[r6rs-discuss] perhaps i should be formal, but....

From: Thomas Lord <lord>
Date: Wed Mar 14 16:34:00 2007

William D Clinger wrote:
> I am posting this as an individual member of the Scheme
> community. I am not speaking for the R6RS editors.
>
> Thomas Lord wrote:
>
>> Earlier revisions of the standard defined a portable character set,
>> allowing implementations to freely expand beyond that set.
>> In a portable program, if only the portable character set is
>> used, reliably portable behavior obtains.
>>
>
> What's different now is that Unicode has become an
> established standard, and the portability advantages
> of requiring Scheme programs to use Unicode (which
> is more than just a character set) appear far larger
> than any advantages that might still be derived from
> allowing implementations and programs to choose their
> own character sets.
>


Hopefully I'll finish the formal comment in time.
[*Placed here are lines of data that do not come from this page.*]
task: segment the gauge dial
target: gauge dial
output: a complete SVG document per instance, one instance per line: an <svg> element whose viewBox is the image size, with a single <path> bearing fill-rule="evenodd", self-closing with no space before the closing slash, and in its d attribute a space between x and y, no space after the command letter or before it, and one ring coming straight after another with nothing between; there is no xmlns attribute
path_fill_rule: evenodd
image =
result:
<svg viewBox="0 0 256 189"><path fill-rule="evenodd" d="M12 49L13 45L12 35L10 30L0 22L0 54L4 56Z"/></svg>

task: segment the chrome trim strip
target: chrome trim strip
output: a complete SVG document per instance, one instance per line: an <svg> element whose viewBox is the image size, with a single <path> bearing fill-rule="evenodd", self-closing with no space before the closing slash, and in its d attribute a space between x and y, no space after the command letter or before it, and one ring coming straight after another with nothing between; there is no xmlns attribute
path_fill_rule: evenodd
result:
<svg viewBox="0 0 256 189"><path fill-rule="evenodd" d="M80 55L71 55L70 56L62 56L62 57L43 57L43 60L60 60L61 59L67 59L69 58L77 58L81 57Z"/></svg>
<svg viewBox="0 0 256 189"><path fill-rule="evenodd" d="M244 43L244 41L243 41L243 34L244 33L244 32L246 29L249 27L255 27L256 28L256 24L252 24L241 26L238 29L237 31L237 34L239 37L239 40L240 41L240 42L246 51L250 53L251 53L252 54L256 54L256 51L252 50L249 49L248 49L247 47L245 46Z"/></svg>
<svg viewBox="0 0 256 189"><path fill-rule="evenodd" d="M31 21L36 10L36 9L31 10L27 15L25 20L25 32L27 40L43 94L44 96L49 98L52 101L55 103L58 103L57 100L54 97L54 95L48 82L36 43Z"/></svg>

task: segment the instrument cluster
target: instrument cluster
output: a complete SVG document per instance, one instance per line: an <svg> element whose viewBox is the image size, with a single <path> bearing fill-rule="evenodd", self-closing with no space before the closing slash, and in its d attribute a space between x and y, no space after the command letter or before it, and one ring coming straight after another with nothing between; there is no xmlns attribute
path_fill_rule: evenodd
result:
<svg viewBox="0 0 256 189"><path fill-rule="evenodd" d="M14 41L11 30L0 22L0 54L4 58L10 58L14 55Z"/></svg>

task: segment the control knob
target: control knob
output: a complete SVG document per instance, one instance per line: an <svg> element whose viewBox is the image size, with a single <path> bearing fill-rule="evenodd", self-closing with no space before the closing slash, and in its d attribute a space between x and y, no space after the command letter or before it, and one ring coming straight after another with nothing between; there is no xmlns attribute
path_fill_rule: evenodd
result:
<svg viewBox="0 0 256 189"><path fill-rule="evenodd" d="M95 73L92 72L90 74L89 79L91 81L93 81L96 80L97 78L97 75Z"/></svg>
Briefly:

"Requiring [portable] Scheme programs to use Unicode [scalar values],"
in any reasonable sense of that phrase, is not at stake here.
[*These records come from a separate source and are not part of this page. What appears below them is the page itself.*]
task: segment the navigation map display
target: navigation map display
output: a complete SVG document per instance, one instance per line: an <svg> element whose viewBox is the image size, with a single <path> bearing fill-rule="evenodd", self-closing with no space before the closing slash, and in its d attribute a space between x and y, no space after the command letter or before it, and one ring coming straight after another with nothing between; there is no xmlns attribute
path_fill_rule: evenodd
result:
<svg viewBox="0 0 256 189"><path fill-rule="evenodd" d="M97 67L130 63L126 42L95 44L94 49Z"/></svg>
"Forbidding implementations from supporting additional
characters," is one part of what is at stake.




>
>> In the R6 draft, the entire set of permitted characters is
>> explicitly enumerated.
>>
>
> Actually, I believe the set of permitted characters
> is enumerated by reference to Unicode character
> categories. SFAIK, the set of characters in those
> categories is still growing, albeit slowly.
>

I don't see the need for the word "actually," there -- I don't
think we're contradicting one another though I can understand
how a narrow interpretation of "explicitly enumerated" would
lead you there.


>
>> Moreover, the set's mapping to integer
>> values is both discontinuous and defined by three constants
>> that, a priori, appear to be arbitrary.
>>
>
> The constants are part of the Unicode standard, and
> are more historical than arbitrary. With hindsight
> we all would have preferred a contiguous range, but
> I understand the historical circumstances that led
> to the hole in the middle.
>
>

How do you get from there to mandating that hole (and much
else that it implies) in all implementations? Relaxing those
restrictions would not seem to change the behavior of non-divergent
programs unless, perhaps, those which use exceptions in some
particularly odd ways.


>> My question is whether any principled reason for these arbitrary
>> constants is given that might be supported without appeal
>> to analogies to other programming languages.
>>
>
> SFAIK, the justification for the constants has naught
> to do with other programming languages, but with Scheme
> and Unicode. Of all Unicode concepts, the one that comes
> closest to Scheme's historical notion of a character is
> the Unicode notion of a scalar value.
>
> Scheme could have defined its own encoding of scalar
> values, and that range could have been contiguous, but
> that would have been a Seriously Bad Idea. Using some
> Scheme-specific encoding would have created enormous
> confusion and made interfacing with other systems more
> difficult.
>

You're skirting around the issue of permitting v. forbidding extensions
that shouldn't have any impact on well-written portable programs.


>
>> Note that there is a fine distinction to be made between arbitrary
>> choices such as the numeric values assigned to portable characters,
>> and arbitrary choices such as a mandatory domain restriction
>> on INTEGER->CHAR. In the former, if CHAR<->INTEGER
>> conversion is to be supported at all, it is clear that *some* arbitrary
>> choice must be made and so, of course, appeal to a popular standard
>> for that. In the latter case, the domain restriction, there is no obvious
>> reason to believe any such restriction is needed or makes the language
>> better than another language without that restriction.
>>
>
> Even in the latter case, the report should state the domain
> for which integer->char can be relied upon to behave portably.
>
>

Yet it does more than that. If it only specified what can be relied upon
in a portable program this conversation would have a different form.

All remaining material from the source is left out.